COMPOUND AI SHIPPING CHECKLIST (2026)

Use this as a pre-launch and ongoing operations checklist for production AI systems (RAG, agents, copilots).

1) WORKFLOW & RISK DEFINITION
- Name the workflow (e.g., “support resolution”, “refund handling”, “PR generation”).
- Define success as a business metric: containment rate, AHT reduction, PR acceptance rate, time-to-resolution.
- Classify risk tier: LOW (drafting), MED (user-facing advice), HIGH (money movement, auth, legal commitments).
- Define allowed actions per tier. For HIGH risk, require verifier + structured outputs.

2) ROUTING & BUDGETS (COST + LATENCY)
- Implement an intent classifier/router (can be a small model) with explicit fallback rules.
- Set budgets: max tool calls, max tokens, max wall-clock time, and max retries.
- Track CPST (cost per successful task). Establish a target (e.g., <$0.01 for common actions).
- Add caching for stable outputs (policy summaries, common troubleshooting steps) with TTL and invalidation rules.

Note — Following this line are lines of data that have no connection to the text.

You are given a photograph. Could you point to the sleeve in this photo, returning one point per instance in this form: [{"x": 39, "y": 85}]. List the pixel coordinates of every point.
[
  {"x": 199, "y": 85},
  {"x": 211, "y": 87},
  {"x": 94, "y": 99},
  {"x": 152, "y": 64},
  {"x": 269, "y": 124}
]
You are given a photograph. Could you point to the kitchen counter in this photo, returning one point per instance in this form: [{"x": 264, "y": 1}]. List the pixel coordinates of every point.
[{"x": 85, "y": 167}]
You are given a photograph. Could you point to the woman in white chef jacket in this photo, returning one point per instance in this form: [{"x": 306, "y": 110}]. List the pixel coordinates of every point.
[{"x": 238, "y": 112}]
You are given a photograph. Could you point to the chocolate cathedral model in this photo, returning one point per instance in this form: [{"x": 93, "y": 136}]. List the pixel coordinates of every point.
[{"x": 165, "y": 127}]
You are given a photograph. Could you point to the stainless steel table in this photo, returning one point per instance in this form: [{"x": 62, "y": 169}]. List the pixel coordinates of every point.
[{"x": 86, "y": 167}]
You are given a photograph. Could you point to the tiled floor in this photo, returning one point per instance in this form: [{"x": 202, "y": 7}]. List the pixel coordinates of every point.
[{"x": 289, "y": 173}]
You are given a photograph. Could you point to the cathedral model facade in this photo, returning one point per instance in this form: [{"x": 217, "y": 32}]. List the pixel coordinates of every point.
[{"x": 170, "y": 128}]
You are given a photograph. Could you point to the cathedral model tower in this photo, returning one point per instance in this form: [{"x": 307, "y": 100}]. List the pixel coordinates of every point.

3) PRIVATE DATA PLANE (GOVERNED CONTEXT)
- Inventory data sources (Docs, CRM, tickets, code, BI). Assign freshness SLAs per source.
- Implement permissioned retrieval: filter by identity and document-level/row-level ACLs BEFORE the model sees context.
- Log every retrieval: request_id, document IDs, chunk IDs, timestamps, and user identity.
- Set retention and deletion policies: how long prompts, outputs, and embeddings are stored.

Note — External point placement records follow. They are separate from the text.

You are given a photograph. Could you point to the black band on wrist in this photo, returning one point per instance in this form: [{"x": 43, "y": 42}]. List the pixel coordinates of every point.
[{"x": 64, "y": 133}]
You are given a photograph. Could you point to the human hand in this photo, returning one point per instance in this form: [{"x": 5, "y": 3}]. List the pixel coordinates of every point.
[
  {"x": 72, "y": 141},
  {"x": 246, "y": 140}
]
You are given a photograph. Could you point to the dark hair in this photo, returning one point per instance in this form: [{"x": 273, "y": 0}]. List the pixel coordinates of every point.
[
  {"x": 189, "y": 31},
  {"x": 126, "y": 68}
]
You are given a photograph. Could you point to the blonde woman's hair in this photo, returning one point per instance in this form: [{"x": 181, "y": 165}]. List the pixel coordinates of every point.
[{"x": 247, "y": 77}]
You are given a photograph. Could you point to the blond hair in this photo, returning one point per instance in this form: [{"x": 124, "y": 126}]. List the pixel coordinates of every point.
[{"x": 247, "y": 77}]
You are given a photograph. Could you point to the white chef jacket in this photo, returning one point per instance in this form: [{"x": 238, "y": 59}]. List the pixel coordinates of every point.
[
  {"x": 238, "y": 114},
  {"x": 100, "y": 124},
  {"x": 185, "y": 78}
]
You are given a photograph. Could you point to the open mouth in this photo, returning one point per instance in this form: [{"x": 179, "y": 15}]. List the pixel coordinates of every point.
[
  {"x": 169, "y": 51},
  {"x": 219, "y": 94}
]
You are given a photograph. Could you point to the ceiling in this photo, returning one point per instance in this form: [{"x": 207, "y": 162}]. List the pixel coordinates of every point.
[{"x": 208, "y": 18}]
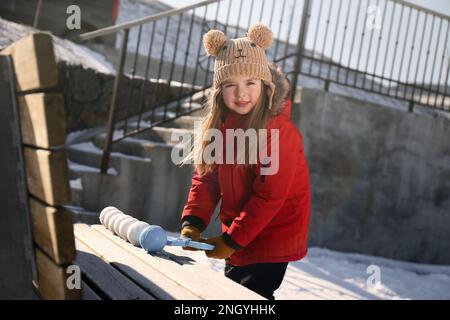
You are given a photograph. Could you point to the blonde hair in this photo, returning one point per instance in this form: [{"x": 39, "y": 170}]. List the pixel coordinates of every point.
[{"x": 215, "y": 114}]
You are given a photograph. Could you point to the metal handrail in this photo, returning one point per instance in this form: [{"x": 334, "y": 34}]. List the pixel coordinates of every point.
[
  {"x": 135, "y": 23},
  {"x": 294, "y": 57}
]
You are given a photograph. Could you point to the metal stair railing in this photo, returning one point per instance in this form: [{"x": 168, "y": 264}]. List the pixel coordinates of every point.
[{"x": 315, "y": 39}]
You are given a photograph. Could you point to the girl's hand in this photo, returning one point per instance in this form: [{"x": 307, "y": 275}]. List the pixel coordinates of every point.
[
  {"x": 221, "y": 250},
  {"x": 193, "y": 233}
]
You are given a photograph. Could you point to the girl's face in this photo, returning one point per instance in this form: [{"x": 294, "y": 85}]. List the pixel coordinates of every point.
[{"x": 241, "y": 94}]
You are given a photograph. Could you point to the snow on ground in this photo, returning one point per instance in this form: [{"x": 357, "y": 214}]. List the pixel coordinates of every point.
[
  {"x": 330, "y": 275},
  {"x": 65, "y": 50}
]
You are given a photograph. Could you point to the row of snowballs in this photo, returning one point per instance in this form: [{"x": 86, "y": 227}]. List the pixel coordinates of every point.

4) TOOLING SAFETY (AGENTS)
- Create a tool allowlist per intent. Deny-by-default.
- Require structured outputs for actions (JSON schema) and validate before execution.
- Add a verifier step for HIGH-risk actions (second model or deterministic checks).
- Implement “safe failure states”: explicit “cannot complete” + escalation path.

5) EVALS & RELEASE ENGINEERING
- Build a golden set (50–500 examples) covering normal + edge cases.
- Add adversarial cases: prompt injection, data exfiltration attempts, permission bypass attempts.
- Define pass/fail gates: groundedness, citation correctness, refusal correctness, tool safety.
- Use shadow traffic (1–5%) before ramp; have rollback criteria (e.g., +2% escalation, +20% latency).

6) OBSERVABILITY & ON-CALL
- Instrument traces across retrieval, model calls, tool calls, and final outputs.
- Monitor: P50/P95 latency, tool error rate, misroute rate, refusal rate, and cost per outcome.
- Establish an on-call playbook: how to disable a tool, flip a routing rule, or revert a prompt.

7) SECURITY & COMPLIANCE READINESS
- Document data flow: where data transits, where it’s stored, and who can access logs.
- Provide customer-facing controls: data residency (if applicable), retention settings, audit export.
- Run regular reviews with Security and Legal for HIGH-risk workflows.

If you can’t answer: “What did the system retrieve, which tools did it call, and why did it act?” you’re not ready for production.